The Slipped Disc daily comfort zone (25): An English Adagietto

The Slipped Disc daily comfort zone (25): An English Adagietto

main

norman lebrecht

April 10, 2020

By the undeservedly obscure Harold Truscott. Written in 1943, hardly ever performed.

Comments

  • Cubs Fan says:

    Absolutely undeservedly obscure. I got to know him from his superb volume 1 of his study of Franz Schmidt. Then along came that Marco Polo disk. I’ve read some of his writings and listened to that disk many times. Fine symphony, too!

  • John Borstlap says:

    Beautiful work. His career as a composer was cut short by the postwar Politbureau under William glock, who wanted to get such people out of the way to make place for Progress.

    https://en.wikipedia.org/wiki/Harold_Truscott

  • pjl says:

    I have loved this recording for 25 years; why no other recordings or even an outing at the Last Night of the Proms? The Halle Proms (when the were a decent two-week festival used to include George Weldon’s lovely version of SUO GAN on final nights which would make another good comforter. (cfp Halle Maurice Handford)

  • Tony Sanderson says:

    Norman, thank you for sharing this fine piece, which was new to me. Written during the war, it inspires us to find beauty in music in these difficult days.

  • Stephen Diviani says:

    Three cheers for Sir William Glock!

  • Guy Rickards says:

    Having received its Southern Hemisphere premiere in 2014, marking Truscott’s centenary, in Australia, the Elegy was at last performed in England, in October 2018 in Malvern by the English Symphony Orchestra under Kenneth Woods. I know Ken would like to bring it to London; maybe when the lockdown is lifted. A few letters to the ESO commending that would help Ken convince the orchestral management about repeated performances!

  • Edgar Self says:

    noble, impressive piece; I’m glad to know it. It’s something in the same line of country as Guillaume Lekeu’s “Adagio pour Quatuor des Cordes” said by some to have influenced Barber’s “Adagio”. atruscott’s “Elegy” is like them for strings, and about the same oength as Lekeu’s “Adagio” and perhaps a bit shorter than Richard Strauss’s “Metamorpyosen”. Barber’s was under five minutes for toscanini, twice that when Bernstein was in charge.
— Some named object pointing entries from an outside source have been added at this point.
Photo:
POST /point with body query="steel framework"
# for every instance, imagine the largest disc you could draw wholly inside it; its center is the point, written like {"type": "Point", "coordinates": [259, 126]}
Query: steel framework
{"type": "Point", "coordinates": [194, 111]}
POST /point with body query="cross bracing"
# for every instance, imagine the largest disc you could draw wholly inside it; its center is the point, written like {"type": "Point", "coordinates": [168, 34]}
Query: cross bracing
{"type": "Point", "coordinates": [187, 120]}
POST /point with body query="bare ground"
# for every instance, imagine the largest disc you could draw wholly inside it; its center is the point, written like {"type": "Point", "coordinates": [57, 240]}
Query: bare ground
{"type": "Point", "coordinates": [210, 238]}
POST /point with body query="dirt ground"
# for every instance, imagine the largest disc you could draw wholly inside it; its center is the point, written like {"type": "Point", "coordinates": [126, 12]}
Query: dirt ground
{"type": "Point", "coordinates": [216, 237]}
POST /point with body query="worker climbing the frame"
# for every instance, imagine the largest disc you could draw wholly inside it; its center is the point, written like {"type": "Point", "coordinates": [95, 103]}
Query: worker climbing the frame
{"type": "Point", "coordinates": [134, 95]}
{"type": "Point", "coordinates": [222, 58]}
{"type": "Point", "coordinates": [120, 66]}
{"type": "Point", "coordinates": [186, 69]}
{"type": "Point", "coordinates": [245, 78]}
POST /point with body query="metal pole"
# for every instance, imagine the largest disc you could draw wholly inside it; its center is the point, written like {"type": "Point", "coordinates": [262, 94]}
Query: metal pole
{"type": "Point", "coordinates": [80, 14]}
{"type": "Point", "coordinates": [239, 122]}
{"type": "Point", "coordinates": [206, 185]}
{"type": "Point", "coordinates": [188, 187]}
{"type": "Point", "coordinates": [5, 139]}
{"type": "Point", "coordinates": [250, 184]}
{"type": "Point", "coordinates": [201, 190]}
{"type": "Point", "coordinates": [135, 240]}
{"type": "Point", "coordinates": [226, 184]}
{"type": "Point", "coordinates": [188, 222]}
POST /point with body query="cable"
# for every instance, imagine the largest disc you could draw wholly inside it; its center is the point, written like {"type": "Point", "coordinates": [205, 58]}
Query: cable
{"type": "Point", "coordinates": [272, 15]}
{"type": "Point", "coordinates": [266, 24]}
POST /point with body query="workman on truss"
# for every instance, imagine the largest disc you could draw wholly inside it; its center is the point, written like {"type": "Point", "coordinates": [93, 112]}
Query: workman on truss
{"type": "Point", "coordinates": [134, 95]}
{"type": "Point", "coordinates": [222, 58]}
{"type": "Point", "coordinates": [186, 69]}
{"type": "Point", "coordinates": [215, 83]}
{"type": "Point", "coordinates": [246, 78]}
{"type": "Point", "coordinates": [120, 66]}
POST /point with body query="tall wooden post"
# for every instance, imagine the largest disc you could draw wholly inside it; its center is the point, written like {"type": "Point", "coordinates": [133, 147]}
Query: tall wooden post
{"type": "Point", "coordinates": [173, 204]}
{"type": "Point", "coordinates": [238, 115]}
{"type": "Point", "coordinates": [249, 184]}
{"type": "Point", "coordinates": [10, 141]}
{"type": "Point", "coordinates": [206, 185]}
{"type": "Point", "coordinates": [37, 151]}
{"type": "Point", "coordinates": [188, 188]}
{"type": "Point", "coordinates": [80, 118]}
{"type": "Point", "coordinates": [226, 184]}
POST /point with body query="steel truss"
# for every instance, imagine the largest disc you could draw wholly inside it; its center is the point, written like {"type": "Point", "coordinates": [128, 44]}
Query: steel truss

    Another work that strongly recalls Mahler’s “Adagietto” is the slow movement of John Knowle Paines’s first symphony, recorded for New World by Zubin Mehta and the New York Philharmonic. It bould pass for early Mahler, with the “Adagietto” still in the future.

    I noted Truscott’s symphony is in E major, like Hans Rott’s and Bruckner’s seventh.

    Late in the 1890s Satie, Debussy, and Lekeu make the opilgrimmage to Bayreuth for “Tristan”. At the first notes, Satie burst into tears, Debussy began sketching a parody, and Lekeu fainted.

    Conductor Bartholomee recorded Lekeu’s “Adagio” with the Liege Philharmonique for Astree. It’s in memory of Lekeu’s teacher Cesar Franck.

    Sir Hubert Parry’s somewhat similar “Elegy for Brahms” is a bit of wash-out for me.